I'll post Uncle Chris's pictures from your party tomorrow, Mommy is tired and has to go to bed. Love you little one. For everyone else, here's the link to Chris's site: http://photos.christopherwrenphoto.com/gallery/7603344_xcEw7#491604784_xVTUk

Friday, March 6, 2009

Grandma Bernice

Early yesterday morning, Grandma Bernice went home to be the Lord. Thanks for all of your prayers and uplifting thoughts.

I've posted a couple of photos of Abby's first Easter, with Grandma. I have more recent photos (in earlier posts) but these are some of my favorite. We love her and will certainly miss her.

Monday, March 2, 2009

Tough Times

The De Jong family has sure been through a lot lately. Rob's Grandma Benice has been very ill, passing in and out of consciousness in the Intensive Care Unit. And it's with a heavy heart that I share the news that tomorrow, she'll be removed from the breathing machine that's kept her going. Needless to say, the De Jong family needs your prayers as they wade through a lot of very complicated decisions.

These are circumstances beyond our control and that it's truly God's plan for all of this to be happening at the same time. And even if I wanted to change the outcome, I couldn't. And I stopped for a moment to thank God that it's Him in charge, not me. It always seems that in times like these we are forced, through circumstance, to reevaluate what's really important.

And Rob's sister Kim gave birth last week to a happy and healthy baby boy, Nathan John Rockhold. But her delivery wasn't without complications. She actually ended up spending the night in the ICU in the room NEXT to Grandma Bernice. The irony wasn't lost on me--watching a brand new life enter the world, juxtaposed with a very serious illness. But even amidst all of the uncertainty of it all, I was overcome with a very profound sense of peace.

When we're born, we don't know if we'll have 100 days on this earth, or 100 years. And it's a healthy reminder to stay focused on the big picture, and not get bogged down in the small stuff. With everything we're going through right now, knowing that the outcome is all part of God's plan for us is such a comforting thought. The Bible teaches that the only productive thing to do with worry is to pray about it, then let it go. And then refocus your energy on staying positive (Philippians 4: 6-9)

It's very cheesy, I LOVE that Irving Berlin song that Bing Crosby sang in White Christmas, called "Count Your Blessings." I often sing it to Abby as a lullaby:

When I'm worried and I can't sleep, I count my blessings instead of sheep. And I fall asleep counting my blessings.

When my bankroll is getting small, I think of when I had none at all. And I fall asleep counting my blessings.

I think about a nursery and I picture curly heads, and one by one I count them as they slumber in their beds.

If you're worried and you can't sleep, just count your blessings instead of sheep.
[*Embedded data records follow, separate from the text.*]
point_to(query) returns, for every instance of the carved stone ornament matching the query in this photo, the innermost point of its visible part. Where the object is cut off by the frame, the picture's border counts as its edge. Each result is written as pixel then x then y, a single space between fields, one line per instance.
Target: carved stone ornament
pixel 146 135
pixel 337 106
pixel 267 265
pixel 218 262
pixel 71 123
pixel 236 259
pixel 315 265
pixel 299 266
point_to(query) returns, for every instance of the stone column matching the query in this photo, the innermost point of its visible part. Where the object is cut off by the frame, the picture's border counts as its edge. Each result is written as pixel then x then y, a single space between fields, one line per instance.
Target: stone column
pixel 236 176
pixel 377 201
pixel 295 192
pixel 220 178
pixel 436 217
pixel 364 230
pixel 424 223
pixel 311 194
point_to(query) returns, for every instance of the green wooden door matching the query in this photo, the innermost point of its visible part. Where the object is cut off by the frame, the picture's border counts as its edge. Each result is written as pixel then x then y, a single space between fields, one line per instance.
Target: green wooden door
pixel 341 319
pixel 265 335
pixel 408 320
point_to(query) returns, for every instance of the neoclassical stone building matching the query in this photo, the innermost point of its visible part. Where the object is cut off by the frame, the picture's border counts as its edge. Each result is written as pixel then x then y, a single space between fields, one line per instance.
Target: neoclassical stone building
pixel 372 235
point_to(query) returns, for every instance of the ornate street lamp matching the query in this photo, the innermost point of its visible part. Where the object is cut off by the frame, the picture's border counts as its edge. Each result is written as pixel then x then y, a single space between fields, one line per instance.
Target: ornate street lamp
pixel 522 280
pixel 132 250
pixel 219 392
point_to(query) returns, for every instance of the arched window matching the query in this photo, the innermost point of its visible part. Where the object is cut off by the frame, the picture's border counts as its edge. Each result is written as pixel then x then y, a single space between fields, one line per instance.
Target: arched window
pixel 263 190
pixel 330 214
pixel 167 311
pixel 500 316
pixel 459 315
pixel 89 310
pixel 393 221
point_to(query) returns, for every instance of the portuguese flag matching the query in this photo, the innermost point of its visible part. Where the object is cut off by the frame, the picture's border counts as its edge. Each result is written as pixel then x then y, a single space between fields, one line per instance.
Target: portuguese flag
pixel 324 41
And you'll fall asleep counting your blessings.

Sunday, March 1, 2009

Bath time!

I finally took some photos of our little butterball in the bathtub. Not just for the blog, but to save for her teen years when they'll be extra embarrassing. Like my dad says, "It's wonderful to finally be able to be an embarrassment to my children."

I took a ton, but I saved the full-frontal ones for our private collection. This blog is public-facing and the world is FULL of weirdos. I guess that's the paranoia inflicted on me by Oprah. Here are some with strategically-placed bubbles, toys and washcloths.

I was so happy the day that she had enough hair to make the obligatory bath-time mohawk.